Jamenson Espindula disse:
29 de março de 2020 às 13:34

Então, nem por isso, eu busquei algo *inconstitucional* e *ilegal:* advogar *sem cumprir* com todos os requisitos exigidos (dado que a advocacia é uma das chamadas "profissões regulamentadas"). É inconstitucional a decisão do Juízo de primeiro grau (viola o artigo 5º, inciso XIII, parte final: XIII - é livre o exercício de qualquer trabalho, ofício ou profissão, atendidas as qualificações profissionais que a lei estabelecer).
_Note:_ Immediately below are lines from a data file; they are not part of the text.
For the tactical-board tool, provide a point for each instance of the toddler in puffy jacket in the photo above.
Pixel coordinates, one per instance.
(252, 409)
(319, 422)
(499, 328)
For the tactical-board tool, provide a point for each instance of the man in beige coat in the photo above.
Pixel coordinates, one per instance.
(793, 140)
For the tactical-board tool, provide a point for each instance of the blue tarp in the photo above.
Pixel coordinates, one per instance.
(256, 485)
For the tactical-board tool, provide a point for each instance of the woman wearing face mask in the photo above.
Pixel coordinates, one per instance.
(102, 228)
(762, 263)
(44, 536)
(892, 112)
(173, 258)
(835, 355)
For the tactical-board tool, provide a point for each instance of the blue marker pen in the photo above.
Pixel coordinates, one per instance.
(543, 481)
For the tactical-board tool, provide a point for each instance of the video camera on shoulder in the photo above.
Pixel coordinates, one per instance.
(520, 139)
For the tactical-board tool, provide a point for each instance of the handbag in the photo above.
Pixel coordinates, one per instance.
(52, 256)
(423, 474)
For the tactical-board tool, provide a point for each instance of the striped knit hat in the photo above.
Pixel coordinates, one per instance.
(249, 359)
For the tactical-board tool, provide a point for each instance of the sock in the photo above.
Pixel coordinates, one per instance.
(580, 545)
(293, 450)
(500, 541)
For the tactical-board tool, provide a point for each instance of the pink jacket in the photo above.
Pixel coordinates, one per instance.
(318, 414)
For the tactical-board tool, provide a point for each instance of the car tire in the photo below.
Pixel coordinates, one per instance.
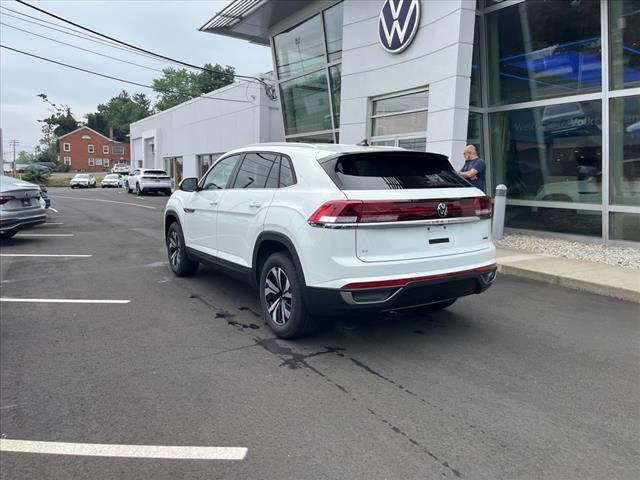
(179, 262)
(280, 287)
(436, 307)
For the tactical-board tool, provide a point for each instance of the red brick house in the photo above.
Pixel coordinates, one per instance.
(86, 150)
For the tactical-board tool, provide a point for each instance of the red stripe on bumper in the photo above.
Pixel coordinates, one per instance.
(401, 282)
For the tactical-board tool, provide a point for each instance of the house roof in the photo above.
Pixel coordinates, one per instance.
(92, 130)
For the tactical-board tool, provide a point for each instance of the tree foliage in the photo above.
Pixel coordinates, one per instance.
(177, 85)
(118, 113)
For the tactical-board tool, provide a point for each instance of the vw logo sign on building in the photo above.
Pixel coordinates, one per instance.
(399, 20)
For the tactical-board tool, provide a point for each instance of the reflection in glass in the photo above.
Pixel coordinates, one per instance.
(625, 150)
(335, 75)
(415, 144)
(542, 49)
(549, 153)
(475, 99)
(624, 23)
(403, 103)
(559, 220)
(320, 138)
(624, 226)
(300, 49)
(397, 124)
(305, 103)
(333, 31)
(474, 132)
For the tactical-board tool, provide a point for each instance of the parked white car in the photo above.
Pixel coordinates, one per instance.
(335, 229)
(112, 180)
(145, 180)
(121, 168)
(83, 180)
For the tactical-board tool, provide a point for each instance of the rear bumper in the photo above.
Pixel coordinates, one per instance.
(422, 291)
(11, 224)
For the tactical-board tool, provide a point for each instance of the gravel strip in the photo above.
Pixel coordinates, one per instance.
(591, 252)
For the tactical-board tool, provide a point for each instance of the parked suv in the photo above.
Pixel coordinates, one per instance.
(145, 180)
(335, 229)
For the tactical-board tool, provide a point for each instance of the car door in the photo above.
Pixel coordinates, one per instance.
(243, 207)
(201, 206)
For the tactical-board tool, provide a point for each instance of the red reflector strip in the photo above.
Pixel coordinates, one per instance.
(401, 282)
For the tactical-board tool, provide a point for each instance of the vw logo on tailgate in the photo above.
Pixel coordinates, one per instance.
(442, 209)
(399, 20)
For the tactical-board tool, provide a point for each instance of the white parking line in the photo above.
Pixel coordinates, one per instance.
(59, 300)
(44, 234)
(131, 451)
(106, 201)
(43, 255)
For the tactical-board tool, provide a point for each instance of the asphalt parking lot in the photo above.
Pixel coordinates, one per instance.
(527, 381)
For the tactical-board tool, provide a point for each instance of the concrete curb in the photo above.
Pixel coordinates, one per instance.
(581, 285)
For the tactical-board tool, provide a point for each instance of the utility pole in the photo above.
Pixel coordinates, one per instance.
(14, 143)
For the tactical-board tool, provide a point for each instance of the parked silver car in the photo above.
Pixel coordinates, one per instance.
(21, 206)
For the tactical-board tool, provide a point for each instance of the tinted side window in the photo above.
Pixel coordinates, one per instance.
(287, 177)
(274, 175)
(254, 170)
(219, 175)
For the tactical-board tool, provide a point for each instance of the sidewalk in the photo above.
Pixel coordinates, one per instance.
(598, 278)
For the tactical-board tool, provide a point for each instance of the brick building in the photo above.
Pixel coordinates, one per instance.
(86, 150)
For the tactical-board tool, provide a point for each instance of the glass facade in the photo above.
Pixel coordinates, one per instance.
(560, 109)
(624, 34)
(308, 67)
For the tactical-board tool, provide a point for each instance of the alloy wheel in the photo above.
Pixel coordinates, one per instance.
(277, 293)
(175, 252)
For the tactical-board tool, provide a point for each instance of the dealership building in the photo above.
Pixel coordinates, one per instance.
(548, 91)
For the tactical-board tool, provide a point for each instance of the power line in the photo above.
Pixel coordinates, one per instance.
(80, 35)
(80, 48)
(268, 88)
(116, 78)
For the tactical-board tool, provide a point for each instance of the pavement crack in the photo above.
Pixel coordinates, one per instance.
(294, 360)
(414, 442)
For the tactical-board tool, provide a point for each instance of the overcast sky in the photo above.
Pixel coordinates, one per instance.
(169, 27)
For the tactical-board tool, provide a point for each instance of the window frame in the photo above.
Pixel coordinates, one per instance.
(398, 136)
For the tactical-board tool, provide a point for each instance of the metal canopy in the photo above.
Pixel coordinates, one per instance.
(251, 19)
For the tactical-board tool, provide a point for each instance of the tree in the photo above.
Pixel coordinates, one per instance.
(118, 113)
(24, 157)
(177, 85)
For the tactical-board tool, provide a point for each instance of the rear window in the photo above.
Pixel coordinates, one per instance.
(393, 171)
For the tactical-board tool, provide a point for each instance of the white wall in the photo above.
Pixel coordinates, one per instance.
(235, 116)
(439, 57)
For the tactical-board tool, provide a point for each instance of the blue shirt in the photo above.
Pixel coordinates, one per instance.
(478, 165)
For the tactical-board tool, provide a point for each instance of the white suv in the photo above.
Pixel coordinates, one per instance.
(334, 229)
(145, 180)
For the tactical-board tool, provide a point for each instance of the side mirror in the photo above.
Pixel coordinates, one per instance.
(189, 184)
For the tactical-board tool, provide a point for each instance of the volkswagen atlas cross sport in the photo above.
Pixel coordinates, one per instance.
(325, 230)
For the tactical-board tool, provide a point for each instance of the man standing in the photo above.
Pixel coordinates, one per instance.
(474, 167)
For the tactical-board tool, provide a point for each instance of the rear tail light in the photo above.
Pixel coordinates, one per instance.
(357, 211)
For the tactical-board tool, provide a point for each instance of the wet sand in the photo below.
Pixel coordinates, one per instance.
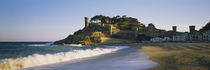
(126, 59)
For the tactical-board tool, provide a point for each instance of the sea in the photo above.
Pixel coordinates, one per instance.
(20, 55)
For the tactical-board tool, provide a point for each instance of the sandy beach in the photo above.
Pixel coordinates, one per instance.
(126, 59)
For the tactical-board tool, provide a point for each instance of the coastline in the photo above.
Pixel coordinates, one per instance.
(125, 59)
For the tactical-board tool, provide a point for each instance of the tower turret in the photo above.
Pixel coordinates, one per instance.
(174, 28)
(86, 22)
(192, 29)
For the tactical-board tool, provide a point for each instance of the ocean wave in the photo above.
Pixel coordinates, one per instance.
(38, 59)
(46, 44)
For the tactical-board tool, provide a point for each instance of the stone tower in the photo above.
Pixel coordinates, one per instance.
(86, 22)
(192, 29)
(174, 28)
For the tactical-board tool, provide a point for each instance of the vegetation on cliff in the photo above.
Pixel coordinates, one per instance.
(92, 34)
(121, 22)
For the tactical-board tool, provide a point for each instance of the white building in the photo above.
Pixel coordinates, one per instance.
(180, 37)
(206, 35)
(156, 39)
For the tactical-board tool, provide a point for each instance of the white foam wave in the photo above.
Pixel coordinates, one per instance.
(46, 44)
(37, 59)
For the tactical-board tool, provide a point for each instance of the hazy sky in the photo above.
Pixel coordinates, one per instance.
(50, 20)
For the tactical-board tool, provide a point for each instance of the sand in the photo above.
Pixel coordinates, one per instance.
(126, 59)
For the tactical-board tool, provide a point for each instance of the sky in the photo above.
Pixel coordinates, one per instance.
(51, 20)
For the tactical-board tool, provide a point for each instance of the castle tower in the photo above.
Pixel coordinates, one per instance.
(192, 29)
(174, 28)
(86, 22)
(110, 29)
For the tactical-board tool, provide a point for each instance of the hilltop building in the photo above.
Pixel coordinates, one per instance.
(112, 29)
(194, 35)
(206, 35)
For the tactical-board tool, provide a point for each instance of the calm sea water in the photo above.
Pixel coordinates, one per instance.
(23, 49)
(19, 55)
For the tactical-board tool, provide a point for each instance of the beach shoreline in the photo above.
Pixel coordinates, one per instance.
(125, 59)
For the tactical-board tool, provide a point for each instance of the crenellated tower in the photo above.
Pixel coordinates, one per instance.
(87, 21)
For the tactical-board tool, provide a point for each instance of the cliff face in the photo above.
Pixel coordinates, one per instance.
(87, 36)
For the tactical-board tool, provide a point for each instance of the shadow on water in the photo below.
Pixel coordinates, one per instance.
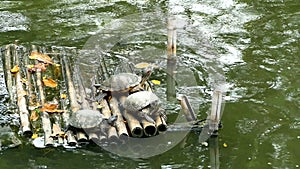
(255, 45)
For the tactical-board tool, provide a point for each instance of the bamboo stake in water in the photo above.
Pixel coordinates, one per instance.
(171, 60)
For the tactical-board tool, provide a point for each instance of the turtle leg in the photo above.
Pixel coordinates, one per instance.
(148, 118)
(145, 113)
(100, 96)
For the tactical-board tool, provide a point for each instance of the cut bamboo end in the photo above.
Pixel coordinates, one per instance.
(134, 125)
(161, 124)
(71, 140)
(112, 134)
(149, 128)
(81, 137)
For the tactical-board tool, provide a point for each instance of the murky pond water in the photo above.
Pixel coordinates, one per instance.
(253, 44)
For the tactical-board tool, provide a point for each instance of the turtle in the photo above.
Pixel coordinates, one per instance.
(86, 119)
(122, 82)
(145, 103)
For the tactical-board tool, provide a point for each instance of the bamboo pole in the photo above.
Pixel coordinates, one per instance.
(161, 124)
(104, 128)
(71, 140)
(81, 137)
(112, 135)
(21, 101)
(171, 59)
(45, 116)
(48, 140)
(8, 63)
(215, 115)
(214, 154)
(149, 128)
(134, 125)
(121, 127)
(73, 100)
(187, 108)
(4, 95)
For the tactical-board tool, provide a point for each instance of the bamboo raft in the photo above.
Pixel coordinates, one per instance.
(46, 88)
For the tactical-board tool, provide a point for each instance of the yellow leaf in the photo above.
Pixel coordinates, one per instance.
(49, 82)
(63, 96)
(56, 129)
(156, 82)
(34, 136)
(142, 65)
(40, 57)
(34, 115)
(15, 69)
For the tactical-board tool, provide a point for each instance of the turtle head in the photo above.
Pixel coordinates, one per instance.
(146, 73)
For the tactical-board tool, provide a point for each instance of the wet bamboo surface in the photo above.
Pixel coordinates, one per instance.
(45, 110)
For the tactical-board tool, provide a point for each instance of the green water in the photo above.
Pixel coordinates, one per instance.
(256, 44)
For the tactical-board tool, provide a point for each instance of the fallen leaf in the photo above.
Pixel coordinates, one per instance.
(49, 82)
(142, 65)
(63, 96)
(34, 115)
(156, 82)
(51, 108)
(40, 67)
(41, 57)
(34, 136)
(56, 129)
(15, 69)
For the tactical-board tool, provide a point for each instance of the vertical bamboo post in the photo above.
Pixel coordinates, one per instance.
(214, 153)
(23, 111)
(215, 115)
(171, 59)
(134, 125)
(187, 109)
(121, 127)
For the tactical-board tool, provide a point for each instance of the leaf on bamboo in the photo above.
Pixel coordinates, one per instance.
(41, 67)
(41, 57)
(63, 96)
(56, 130)
(57, 70)
(51, 108)
(34, 115)
(34, 136)
(15, 69)
(49, 82)
(156, 82)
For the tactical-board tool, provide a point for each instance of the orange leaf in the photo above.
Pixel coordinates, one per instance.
(40, 67)
(34, 116)
(15, 69)
(40, 57)
(63, 96)
(49, 82)
(56, 129)
(51, 108)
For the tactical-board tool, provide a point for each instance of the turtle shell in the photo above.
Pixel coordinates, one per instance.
(121, 82)
(86, 119)
(139, 100)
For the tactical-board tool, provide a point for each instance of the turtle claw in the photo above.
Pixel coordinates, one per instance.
(148, 118)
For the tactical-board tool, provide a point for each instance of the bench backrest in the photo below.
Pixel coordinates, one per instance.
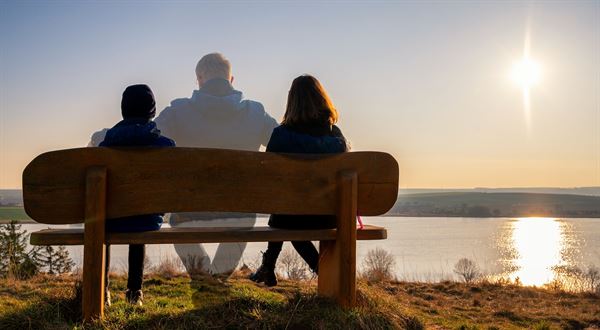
(161, 180)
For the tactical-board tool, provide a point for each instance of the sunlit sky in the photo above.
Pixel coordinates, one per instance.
(429, 83)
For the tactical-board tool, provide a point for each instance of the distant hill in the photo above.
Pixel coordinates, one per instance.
(478, 202)
(586, 191)
(496, 204)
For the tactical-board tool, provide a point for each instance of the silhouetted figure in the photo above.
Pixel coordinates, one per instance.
(308, 126)
(136, 129)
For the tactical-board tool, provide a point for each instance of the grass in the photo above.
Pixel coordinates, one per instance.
(208, 302)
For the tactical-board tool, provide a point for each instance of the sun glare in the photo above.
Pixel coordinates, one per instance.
(526, 73)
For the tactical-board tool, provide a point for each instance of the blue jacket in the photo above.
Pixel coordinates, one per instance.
(135, 132)
(309, 139)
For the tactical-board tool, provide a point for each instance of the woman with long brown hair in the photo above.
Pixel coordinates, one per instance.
(308, 126)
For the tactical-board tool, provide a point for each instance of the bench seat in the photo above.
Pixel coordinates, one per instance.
(74, 236)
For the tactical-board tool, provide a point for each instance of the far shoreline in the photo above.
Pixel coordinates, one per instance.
(30, 222)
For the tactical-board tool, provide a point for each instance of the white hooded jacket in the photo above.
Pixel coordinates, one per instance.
(216, 116)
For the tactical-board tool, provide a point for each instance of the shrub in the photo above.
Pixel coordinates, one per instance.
(15, 261)
(379, 265)
(467, 269)
(54, 260)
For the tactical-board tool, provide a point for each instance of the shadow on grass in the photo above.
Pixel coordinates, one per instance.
(44, 310)
(206, 302)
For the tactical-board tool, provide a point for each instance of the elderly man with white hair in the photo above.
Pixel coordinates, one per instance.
(215, 116)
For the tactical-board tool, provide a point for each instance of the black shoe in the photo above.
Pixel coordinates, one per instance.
(266, 272)
(135, 297)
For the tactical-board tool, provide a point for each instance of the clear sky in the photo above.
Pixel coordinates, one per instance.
(428, 82)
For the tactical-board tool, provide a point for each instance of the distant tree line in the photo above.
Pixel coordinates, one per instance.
(483, 211)
(19, 262)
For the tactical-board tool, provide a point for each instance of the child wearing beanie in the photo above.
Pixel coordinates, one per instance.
(136, 129)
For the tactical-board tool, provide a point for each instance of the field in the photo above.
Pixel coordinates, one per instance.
(179, 302)
(478, 204)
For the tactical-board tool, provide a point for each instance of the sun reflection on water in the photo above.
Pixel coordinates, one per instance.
(538, 245)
Destaco a frase *atendidas as qualificações profissionais que a lei estabelecer.* A lei, na espécie, é a Lei Ordinária Federal nº 8.906, de 04 de julho de 1994 (Estatuto da Advocacia, aprovada pelo Congresso Nacional brasileiro). O artigo 8º, inciso IV, dispõe que: Art. 8º Para inscrição como advogado é necessário: IV - aprovação em Exame de Ordem. Portanto, a Decisão Interlocutória de primeiro grau viola, ao mesmo tempo, o inciso XIII do artigo 5º da Constituição da República Federativa do Brasil de 1988 e, também, o artigo 8º, cabeça e inciso IV, do Estatuto da Advocacia. Não tinha como continuar produzindo efeitos. Deve ser definitivamente cassada. É como entendo.